Дорогие большелитературные авторы и их прекрасные редакторы! Иллюзий, что новая критика может оказать на вас хоть какое-то воспитательное воздействие, у нас нет. Ведь она, известное дело, пишется сплошь злобными да завистливыми неудачниками. А то и вообще проходимцами, согласно вашей же другой мантре: «это не критика!» Тут возразить трудно. Где мы, а где левентали. Иной раз зазудит левая подмышка, потянется к перу… Но понимаешь – нет, не смогу про шпиенов в погонах и с военными билетами, не осилю. Но вы, уважаемые творцы и редакторы, попытайтесь хотя бы прислушаться к голосу тех, ради кого (по идее) вся ваша деятельность и производится. Речь, если что, о читателях. О тех, кого вы «низами» величаете. А они, «низы», от ваших попыток спрятать халтурное отношение к тексту камланием про «ловлю блох» уже откровенно устали. И говорят вам открыто:

«Задумайтесь о метафоричной основе слова “блохи”. Вы имеете в виду нечто мелкое, несущественное. Но, как и в разбираемой книге, вы не в состоянии точно выразить свою мысль. Блохи – это совсем не мелочи. Они не водятся у здорового и опрятного человека. Блохи вызывают брезгливость. Блохи, наконец, переносят смертельные заболевания».

«Для вас любое указание на ошибки суть ловля блох. Не очень корректная метафора. У вашего текста не блохи, у него – клещи, что высасывают из текста всякую жизнь и закрывают своими жирными телами любовно выстроенный сюжетец».

Всякий раз, когда вас потянет на привычное «п-фуй, ну это блохи, а суть-то, а замысел!» – перечитывайте приведенное выше.

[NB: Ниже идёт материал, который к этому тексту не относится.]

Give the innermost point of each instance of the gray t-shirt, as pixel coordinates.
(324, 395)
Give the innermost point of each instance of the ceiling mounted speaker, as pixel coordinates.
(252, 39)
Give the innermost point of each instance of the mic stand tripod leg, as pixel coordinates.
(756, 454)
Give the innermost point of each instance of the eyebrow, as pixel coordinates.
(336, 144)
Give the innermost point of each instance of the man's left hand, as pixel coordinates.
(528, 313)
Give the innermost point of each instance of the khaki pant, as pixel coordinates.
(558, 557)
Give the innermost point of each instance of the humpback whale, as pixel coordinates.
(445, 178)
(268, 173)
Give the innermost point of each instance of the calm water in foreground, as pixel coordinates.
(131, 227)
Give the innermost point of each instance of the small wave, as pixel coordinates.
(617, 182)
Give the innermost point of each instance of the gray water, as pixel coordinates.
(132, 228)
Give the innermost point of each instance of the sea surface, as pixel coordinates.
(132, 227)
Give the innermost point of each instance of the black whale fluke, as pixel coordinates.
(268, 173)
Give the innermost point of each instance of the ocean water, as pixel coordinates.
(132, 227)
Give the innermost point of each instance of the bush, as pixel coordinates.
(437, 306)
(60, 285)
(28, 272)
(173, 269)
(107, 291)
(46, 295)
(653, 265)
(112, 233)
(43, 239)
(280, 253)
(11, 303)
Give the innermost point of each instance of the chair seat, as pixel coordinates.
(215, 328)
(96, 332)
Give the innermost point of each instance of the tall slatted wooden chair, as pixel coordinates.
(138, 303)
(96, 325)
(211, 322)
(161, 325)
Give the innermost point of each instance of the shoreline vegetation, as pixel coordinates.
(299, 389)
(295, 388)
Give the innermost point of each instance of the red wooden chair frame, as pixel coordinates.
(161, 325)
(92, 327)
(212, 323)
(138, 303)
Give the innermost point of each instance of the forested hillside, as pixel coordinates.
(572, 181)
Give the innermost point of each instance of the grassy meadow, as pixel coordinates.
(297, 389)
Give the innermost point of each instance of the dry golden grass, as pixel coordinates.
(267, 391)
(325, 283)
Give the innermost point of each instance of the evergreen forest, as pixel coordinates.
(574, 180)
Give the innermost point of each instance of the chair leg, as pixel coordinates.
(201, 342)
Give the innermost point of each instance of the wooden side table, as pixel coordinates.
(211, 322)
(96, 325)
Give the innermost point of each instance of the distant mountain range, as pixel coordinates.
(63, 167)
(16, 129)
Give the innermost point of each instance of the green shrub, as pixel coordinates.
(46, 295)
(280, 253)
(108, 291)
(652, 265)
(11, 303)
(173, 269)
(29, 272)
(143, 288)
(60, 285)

Вдруг удержитесь. Вдруг начнете учиться писать.

Возращаясь к нашему прозаику Левенталю, надо отдать должное: он свое слово держит. Сказал, что: «…не быть как Толстой или Достоевский» – и верно, на Толстого и Достоевского совершенно не похоже.

Зато похоже на Николая Васильевича Гоголя. Вернее, на гоголевского героя Ноздрева. Еще вернее – на ноздревского повара: «Видно, что повар руководствовался более каким-то вдохновеньем и клал первое, что попадалось под руку: стоял ли возле него перец – он сыпал перец, капуста ли попалась – совал капусту, пичкал молоко, ветчину, горох – словом, катай-валяй, было бы горячо, а вкус какой-нибудь, верно, выйдет».

Так и тянет добавить: «совал… американскую тушенку, пачку гречки…».

Закончить, несомненно, надо финальной фразой сочинения маэстро Левенталя: «Становится все яснее гул самолетов. Взвывает воздушная тревога… Гул заставляет стены дрожать, так громко Света не слышала его никогда…. Тихое скрипение, с которым расхлопываются раковины бомболюков. То, что теперь слышит Света, – это величавая немецкая музыка».